With all precincts in, Kobach led Colyer by 191 votes out of 311,009 cast in a 4-candidate race. Each had just over 40 percent. Workers, Democrats and progressives were openly rooting for Kobach to win, figuring he’s too extreme even for the Sunflower State’s electorate. The winner faces Democratic state legislator Laura Kelly.
• The Michigan Democratic gubernatorial primary saw State Senate Minority Leader Gretchen Whitmer, backed by the party establishment as well as all but one union, win half the vote against two progressive opponents, Dr. Abdul El-Sayed (35 percent) and businesswoman Shri Thenadar (15). Whitmer’s backers included the state’s two most influential unions, the Auto Workers and the Teamsters.
El-Sayed got the only non-Whitmer union endorsement, from the Michigan Nurses Association/ National Nurses United. All three backed Fight for 15 and promised to roll back the anti-union measures of the last eight years of Republican rule in the Wolverine State. All promised to fix Flint’s water, where Republican cost-cutting led to a public health catastrophe – lead – in the drinking water.
El-Sayed also pushed Medicare For All – NNU’s top cause -- tuition-free public college education and other progressive issues backed by the Bernie Sanders wing of the Democratic Party. Whitmer faces Attorney General William Schuette, who tied himself to Trump and won half the GOP primary vote.
The nurses’ union had no immediate comment on the gubernatorial results. It hailed member Katie Scott, RN, who won the Democratic nomination for a Washtenaw County (Ann Arbor) Commission seat. “We need more people in office like Katie, fighting for people over profits,” the union tweeted. Scott beat her sole primary foe 7,831-4,877.
Meanwhile, at her victory rally, Whitmer reached out. Speaking directly to the supporters of Thanedar and El-Sayed, she said: "This is a big tent; join us. Come on inside."
• Trump’s campaigning wasn’t enough to give Republican congressional nominee Troy Balderson, a Trumpite, a clear victory in a special election for an open Ohio seat stretching from Columbus’s suburbs into surrounding rural areas. In a district Trump won by double digits two years ago, Balderson had 101,574 votes (50.2 percent) to 99,820 (49.3 percent) for Franklin County District Attorney Danny O’Connor, the Democratic nominee, and 0.6 percent for a Green Party candidate. But there are at least 3,400 provisional ballots yet to be counted.
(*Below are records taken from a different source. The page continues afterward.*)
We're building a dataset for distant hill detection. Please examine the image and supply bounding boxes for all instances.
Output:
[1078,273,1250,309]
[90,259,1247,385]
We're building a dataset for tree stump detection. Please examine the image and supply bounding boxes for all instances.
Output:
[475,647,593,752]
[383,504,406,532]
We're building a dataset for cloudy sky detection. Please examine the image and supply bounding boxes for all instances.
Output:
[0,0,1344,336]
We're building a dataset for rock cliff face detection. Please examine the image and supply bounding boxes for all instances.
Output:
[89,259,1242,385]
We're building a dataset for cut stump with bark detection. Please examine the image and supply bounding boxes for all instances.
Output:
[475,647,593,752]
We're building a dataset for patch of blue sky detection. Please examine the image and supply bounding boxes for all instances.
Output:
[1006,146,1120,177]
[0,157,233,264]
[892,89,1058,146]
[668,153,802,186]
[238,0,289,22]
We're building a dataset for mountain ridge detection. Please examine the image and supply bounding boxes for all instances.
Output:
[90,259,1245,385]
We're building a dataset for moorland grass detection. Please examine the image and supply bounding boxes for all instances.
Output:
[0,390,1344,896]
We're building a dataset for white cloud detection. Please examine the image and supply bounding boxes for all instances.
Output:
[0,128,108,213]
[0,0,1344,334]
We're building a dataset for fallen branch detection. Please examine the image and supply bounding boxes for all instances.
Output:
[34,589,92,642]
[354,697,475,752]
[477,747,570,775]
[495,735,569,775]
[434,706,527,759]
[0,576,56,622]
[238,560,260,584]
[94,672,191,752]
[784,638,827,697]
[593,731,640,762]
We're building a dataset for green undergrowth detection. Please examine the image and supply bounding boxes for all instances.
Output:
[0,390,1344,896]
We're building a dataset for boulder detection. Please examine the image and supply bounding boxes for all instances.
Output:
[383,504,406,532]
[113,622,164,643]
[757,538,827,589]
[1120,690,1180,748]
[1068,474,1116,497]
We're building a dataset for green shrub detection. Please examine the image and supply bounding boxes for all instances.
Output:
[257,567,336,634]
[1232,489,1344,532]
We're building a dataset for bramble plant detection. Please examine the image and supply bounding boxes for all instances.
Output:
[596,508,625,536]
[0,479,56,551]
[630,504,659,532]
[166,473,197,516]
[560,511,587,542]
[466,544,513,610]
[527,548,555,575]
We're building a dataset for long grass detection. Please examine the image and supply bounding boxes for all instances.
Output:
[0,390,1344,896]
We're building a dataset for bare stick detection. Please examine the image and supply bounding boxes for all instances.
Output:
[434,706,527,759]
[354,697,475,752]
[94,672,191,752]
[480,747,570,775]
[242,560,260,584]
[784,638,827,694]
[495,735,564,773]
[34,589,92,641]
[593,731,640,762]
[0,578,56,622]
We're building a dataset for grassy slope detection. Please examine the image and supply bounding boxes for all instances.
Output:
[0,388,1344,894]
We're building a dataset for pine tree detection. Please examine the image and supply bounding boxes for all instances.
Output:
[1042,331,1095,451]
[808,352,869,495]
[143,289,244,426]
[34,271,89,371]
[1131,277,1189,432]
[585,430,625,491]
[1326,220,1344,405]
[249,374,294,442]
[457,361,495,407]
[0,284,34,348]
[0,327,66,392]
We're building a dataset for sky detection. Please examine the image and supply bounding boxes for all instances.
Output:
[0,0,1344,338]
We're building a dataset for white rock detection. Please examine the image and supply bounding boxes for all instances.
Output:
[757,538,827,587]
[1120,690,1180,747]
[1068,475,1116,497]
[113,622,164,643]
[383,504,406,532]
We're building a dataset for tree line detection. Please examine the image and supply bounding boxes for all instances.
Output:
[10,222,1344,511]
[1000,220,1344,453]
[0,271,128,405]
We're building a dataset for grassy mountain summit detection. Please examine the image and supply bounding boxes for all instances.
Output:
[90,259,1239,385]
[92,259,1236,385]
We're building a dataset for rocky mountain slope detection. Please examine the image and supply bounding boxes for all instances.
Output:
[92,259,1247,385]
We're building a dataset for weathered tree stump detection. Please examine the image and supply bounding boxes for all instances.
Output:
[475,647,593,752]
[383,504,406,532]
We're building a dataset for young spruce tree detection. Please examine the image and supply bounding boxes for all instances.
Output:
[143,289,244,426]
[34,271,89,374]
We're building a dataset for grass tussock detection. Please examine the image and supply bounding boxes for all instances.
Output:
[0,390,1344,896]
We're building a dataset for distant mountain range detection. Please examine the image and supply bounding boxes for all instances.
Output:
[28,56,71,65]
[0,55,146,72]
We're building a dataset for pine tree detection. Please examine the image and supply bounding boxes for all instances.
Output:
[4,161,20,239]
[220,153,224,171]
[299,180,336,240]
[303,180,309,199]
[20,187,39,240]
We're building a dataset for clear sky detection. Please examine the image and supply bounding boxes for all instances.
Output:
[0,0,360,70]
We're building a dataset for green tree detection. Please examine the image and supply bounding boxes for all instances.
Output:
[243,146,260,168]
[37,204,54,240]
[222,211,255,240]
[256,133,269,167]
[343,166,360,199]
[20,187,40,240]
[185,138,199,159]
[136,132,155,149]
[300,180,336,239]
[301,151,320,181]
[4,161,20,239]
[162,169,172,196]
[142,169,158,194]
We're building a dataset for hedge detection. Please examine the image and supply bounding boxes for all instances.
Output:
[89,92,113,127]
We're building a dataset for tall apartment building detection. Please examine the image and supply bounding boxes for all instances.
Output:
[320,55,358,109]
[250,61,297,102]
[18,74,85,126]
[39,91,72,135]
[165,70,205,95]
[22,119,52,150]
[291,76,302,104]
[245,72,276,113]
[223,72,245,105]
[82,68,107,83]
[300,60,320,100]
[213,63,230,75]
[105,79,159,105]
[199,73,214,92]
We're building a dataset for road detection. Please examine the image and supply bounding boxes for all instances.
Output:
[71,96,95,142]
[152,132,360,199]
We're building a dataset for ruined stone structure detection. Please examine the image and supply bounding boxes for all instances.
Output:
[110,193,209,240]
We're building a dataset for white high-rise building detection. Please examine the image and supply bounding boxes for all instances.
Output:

If their results pull the race within 0.5 percent, there’s an automatic recount.
Win or lose, the Ohio result recalls that in Pennsylvania’s southwestern-most congressional district earlier this year. Unabashedly pro-labor Democrat Conor Lamb eked out a win in a district Trump carried by 20 percentage points in 2016. Both districts were so gerrymandered by Republican legislatures that they were considered permanently out of Democrats’ – and progressives’ – reach. The Ohio seat last elected a Democrat 35 years ago.
Balderson and O’Connor will stage a rerun in the general election.